One expects a certain amount of refunds - they're setting up for a relatively brief period of time, probably pulling in money/donations from multiple locations using volunteers. Stuff gets misplaced.
Now, in order to determine the scope of the problem, I'd want to see how much a few Republicans like Bush had to refund, and how their refund rate (% of transactions and money reversed) compares to say, charities and commercial businesses like Walmart.
Knowing that having to refund money is a thing for nearly anybody taking money (including criminals when they're forced to pay restitution), the question becomes, was the amount reasonable?
Considering that in 2012 Obama broke $1B, a refund rate of less than 0.1% isn't something that I feel we can legitimately criticize him for.
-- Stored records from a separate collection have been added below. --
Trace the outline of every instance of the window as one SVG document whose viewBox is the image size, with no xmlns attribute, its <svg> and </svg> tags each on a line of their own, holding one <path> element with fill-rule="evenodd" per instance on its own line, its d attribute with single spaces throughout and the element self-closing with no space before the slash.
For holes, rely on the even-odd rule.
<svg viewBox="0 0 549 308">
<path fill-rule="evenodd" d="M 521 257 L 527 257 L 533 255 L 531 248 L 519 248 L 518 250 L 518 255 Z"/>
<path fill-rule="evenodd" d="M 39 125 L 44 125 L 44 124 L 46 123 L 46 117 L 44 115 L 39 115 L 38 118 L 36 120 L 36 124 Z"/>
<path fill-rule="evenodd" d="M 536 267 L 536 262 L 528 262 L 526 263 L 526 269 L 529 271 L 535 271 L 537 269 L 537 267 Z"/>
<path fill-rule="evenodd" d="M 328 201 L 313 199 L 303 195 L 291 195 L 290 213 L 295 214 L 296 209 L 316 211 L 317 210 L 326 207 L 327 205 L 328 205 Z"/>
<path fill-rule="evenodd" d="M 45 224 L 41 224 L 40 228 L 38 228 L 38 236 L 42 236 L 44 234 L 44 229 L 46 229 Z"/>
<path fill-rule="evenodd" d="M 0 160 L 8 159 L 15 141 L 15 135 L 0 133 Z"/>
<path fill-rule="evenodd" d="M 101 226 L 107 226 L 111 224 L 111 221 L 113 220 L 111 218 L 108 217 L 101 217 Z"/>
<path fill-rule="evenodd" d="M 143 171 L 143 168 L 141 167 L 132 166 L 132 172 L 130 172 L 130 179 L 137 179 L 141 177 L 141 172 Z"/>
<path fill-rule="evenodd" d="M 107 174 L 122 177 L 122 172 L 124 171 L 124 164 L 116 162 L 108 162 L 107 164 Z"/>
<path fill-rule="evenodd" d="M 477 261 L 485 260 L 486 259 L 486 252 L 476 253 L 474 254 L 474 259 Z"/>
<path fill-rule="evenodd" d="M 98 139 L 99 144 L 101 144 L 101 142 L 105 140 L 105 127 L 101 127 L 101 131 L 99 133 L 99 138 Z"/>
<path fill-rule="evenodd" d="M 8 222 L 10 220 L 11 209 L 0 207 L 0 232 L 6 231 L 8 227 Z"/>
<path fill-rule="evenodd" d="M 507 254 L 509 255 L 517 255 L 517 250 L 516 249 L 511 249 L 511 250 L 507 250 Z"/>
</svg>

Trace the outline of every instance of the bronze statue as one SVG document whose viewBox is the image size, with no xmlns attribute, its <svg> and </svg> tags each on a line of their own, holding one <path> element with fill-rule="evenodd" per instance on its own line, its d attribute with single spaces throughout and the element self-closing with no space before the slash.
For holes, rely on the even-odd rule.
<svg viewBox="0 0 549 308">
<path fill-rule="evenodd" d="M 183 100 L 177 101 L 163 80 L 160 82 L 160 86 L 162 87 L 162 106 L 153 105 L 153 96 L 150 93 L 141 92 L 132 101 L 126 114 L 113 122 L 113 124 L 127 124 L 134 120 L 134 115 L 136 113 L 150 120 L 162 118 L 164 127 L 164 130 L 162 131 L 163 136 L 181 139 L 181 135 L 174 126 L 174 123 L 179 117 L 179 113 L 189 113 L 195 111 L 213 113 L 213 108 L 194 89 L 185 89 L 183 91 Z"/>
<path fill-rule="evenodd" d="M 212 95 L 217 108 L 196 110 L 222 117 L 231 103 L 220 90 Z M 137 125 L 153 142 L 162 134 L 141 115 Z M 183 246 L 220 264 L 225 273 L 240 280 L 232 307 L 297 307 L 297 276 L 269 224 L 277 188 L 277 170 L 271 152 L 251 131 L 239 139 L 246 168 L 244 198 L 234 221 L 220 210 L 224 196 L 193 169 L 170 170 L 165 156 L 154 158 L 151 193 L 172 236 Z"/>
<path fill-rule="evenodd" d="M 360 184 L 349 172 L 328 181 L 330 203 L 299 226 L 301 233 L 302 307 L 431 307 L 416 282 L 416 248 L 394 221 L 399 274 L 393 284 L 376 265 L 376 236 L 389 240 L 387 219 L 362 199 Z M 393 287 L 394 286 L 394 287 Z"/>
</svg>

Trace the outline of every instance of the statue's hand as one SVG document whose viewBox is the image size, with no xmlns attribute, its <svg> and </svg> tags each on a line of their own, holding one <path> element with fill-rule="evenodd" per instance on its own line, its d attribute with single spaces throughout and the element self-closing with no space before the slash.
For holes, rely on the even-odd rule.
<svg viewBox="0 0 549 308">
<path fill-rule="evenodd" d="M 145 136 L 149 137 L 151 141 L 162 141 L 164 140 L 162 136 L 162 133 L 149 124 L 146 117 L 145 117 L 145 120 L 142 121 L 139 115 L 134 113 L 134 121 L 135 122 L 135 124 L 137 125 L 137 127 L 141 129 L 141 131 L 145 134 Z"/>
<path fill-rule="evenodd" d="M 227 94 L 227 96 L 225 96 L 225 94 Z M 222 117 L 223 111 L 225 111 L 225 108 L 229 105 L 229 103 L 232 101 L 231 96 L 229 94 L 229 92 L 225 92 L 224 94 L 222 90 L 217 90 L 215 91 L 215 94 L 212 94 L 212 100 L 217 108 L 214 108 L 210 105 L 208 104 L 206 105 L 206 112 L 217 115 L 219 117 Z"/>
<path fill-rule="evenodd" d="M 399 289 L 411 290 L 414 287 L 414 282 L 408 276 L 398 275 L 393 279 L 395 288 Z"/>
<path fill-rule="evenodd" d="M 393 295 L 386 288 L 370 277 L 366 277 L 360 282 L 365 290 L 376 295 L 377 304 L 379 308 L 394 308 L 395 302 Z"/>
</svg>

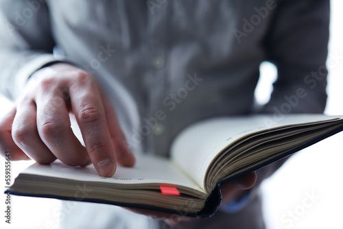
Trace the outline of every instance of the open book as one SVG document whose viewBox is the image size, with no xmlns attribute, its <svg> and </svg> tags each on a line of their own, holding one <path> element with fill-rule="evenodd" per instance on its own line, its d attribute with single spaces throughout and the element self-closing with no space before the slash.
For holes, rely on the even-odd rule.
<svg viewBox="0 0 343 229">
<path fill-rule="evenodd" d="M 222 117 L 193 124 L 174 140 L 170 158 L 136 155 L 134 168 L 111 178 L 93 165 L 34 164 L 16 178 L 13 194 L 111 204 L 206 217 L 220 184 L 255 171 L 343 130 L 343 116 L 292 114 Z"/>
</svg>

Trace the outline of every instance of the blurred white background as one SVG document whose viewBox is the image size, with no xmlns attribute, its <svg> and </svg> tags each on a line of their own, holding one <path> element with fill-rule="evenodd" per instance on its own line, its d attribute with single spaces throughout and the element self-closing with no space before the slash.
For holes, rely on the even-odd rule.
<svg viewBox="0 0 343 229">
<path fill-rule="evenodd" d="M 329 44 L 329 99 L 325 113 L 343 114 L 343 1 L 331 0 Z M 338 56 L 338 58 L 330 58 Z M 261 80 L 257 99 L 268 98 L 276 69 L 268 63 L 261 65 Z M 11 103 L 0 97 L 0 116 Z M 262 185 L 265 219 L 268 229 L 343 229 L 343 133 L 338 134 L 293 156 Z M 1 174 L 4 160 L 0 159 Z M 12 163 L 13 178 L 32 162 Z M 2 176 L 3 178 L 3 176 Z M 1 182 L 2 184 L 3 182 Z M 309 196 L 312 196 L 309 198 Z M 58 200 L 12 197 L 12 225 L 0 221 L 1 228 L 58 228 L 60 202 Z M 0 202 L 5 210 L 5 195 Z M 248 220 L 248 219 L 247 219 Z"/>
</svg>

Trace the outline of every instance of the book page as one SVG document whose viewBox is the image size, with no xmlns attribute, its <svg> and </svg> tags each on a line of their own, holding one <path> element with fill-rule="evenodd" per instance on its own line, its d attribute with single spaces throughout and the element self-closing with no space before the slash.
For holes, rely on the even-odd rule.
<svg viewBox="0 0 343 229">
<path fill-rule="evenodd" d="M 124 167 L 118 165 L 115 173 L 110 178 L 99 176 L 93 165 L 86 167 L 69 167 L 59 160 L 49 165 L 34 164 L 21 173 L 123 184 L 171 184 L 204 192 L 193 181 L 179 171 L 169 160 L 143 154 L 135 156 L 137 162 L 134 167 Z"/>
<path fill-rule="evenodd" d="M 204 189 L 204 180 L 211 163 L 237 140 L 270 128 L 335 118 L 343 116 L 288 114 L 276 119 L 272 115 L 255 115 L 204 121 L 189 126 L 176 137 L 171 149 L 172 159 Z"/>
</svg>

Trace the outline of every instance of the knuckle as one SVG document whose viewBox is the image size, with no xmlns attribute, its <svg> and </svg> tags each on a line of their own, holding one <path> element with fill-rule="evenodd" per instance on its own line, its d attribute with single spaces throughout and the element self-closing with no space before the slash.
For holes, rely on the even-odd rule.
<svg viewBox="0 0 343 229">
<path fill-rule="evenodd" d="M 17 144 L 21 144 L 28 141 L 32 136 L 32 128 L 27 125 L 21 128 L 12 128 L 12 138 Z"/>
<path fill-rule="evenodd" d="M 106 147 L 106 145 L 107 144 L 102 139 L 93 140 L 93 141 L 88 146 L 89 154 L 95 154 L 97 149 Z"/>
<path fill-rule="evenodd" d="M 84 83 L 92 82 L 93 77 L 91 74 L 85 71 L 78 71 L 76 74 L 76 80 L 78 84 L 83 84 Z"/>
<path fill-rule="evenodd" d="M 95 105 L 90 104 L 81 106 L 79 114 L 82 124 L 96 123 L 102 117 L 99 109 Z"/>
<path fill-rule="evenodd" d="M 45 77 L 40 80 L 40 86 L 43 91 L 50 91 L 52 86 L 55 84 L 56 80 L 52 77 Z"/>
<path fill-rule="evenodd" d="M 46 121 L 40 126 L 40 132 L 43 137 L 49 141 L 59 138 L 63 132 L 63 125 L 54 121 Z"/>
</svg>

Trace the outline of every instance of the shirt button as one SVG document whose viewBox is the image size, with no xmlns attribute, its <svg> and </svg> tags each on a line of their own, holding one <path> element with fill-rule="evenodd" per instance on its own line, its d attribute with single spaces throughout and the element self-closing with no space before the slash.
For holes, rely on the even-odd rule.
<svg viewBox="0 0 343 229">
<path fill-rule="evenodd" d="M 156 69 L 161 69 L 165 66 L 165 60 L 161 56 L 156 57 L 152 59 L 152 64 Z"/>
<path fill-rule="evenodd" d="M 165 126 L 161 123 L 157 123 L 152 132 L 155 135 L 161 135 L 165 132 Z"/>
</svg>

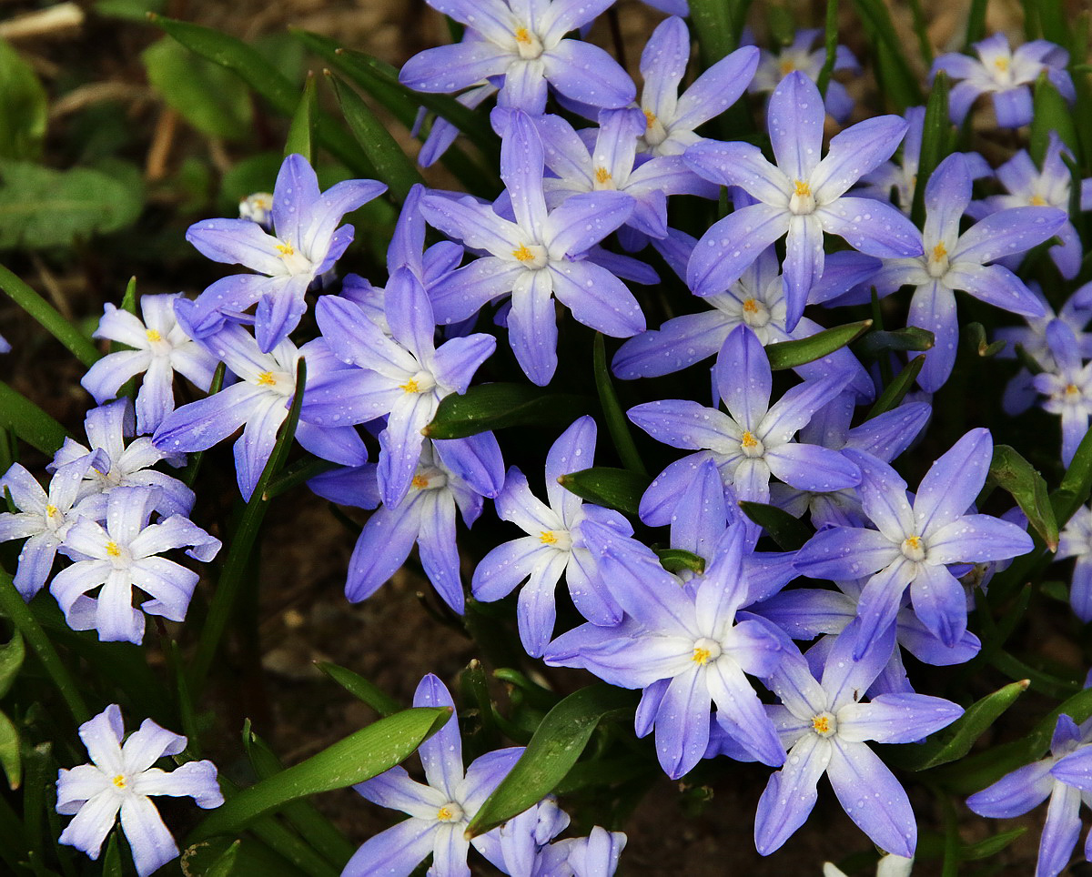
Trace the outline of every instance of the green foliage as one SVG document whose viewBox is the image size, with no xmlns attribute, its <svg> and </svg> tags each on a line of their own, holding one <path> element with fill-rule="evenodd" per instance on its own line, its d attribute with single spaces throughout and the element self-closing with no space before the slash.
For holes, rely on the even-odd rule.
<svg viewBox="0 0 1092 877">
<path fill-rule="evenodd" d="M 0 39 L 0 159 L 38 157 L 46 109 L 46 91 L 34 70 Z"/>
<path fill-rule="evenodd" d="M 54 170 L 0 162 L 0 249 L 70 247 L 128 228 L 143 208 L 144 185 L 131 165 Z"/>
<path fill-rule="evenodd" d="M 253 109 L 237 76 L 169 37 L 144 49 L 141 61 L 152 87 L 199 131 L 224 140 L 248 137 Z"/>
</svg>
And that's before you get into things like them deciding they don't want donations from 'politically negative' sources.
I would expect that political campaign refunds to be at or very, very close to zero. You can't make a donation to political campaign, take it home and discover it doesn't fit, is the wrong color, or any of a myriad reasons people return stuff to retail stores (including finding receipts in the parking lot, going in and shoplifting the item(s), then "returning" it to get the cash."
They doing it intentionally to small (under$100) donors, then charging them again in small amounts in the hope they don't notice, while keeping it below $100 so it doesn't trigger bank fraud software. I'm actually amazed that they would actually do something like that. First, because of the sheer audacity of it, and second for figuring all that out.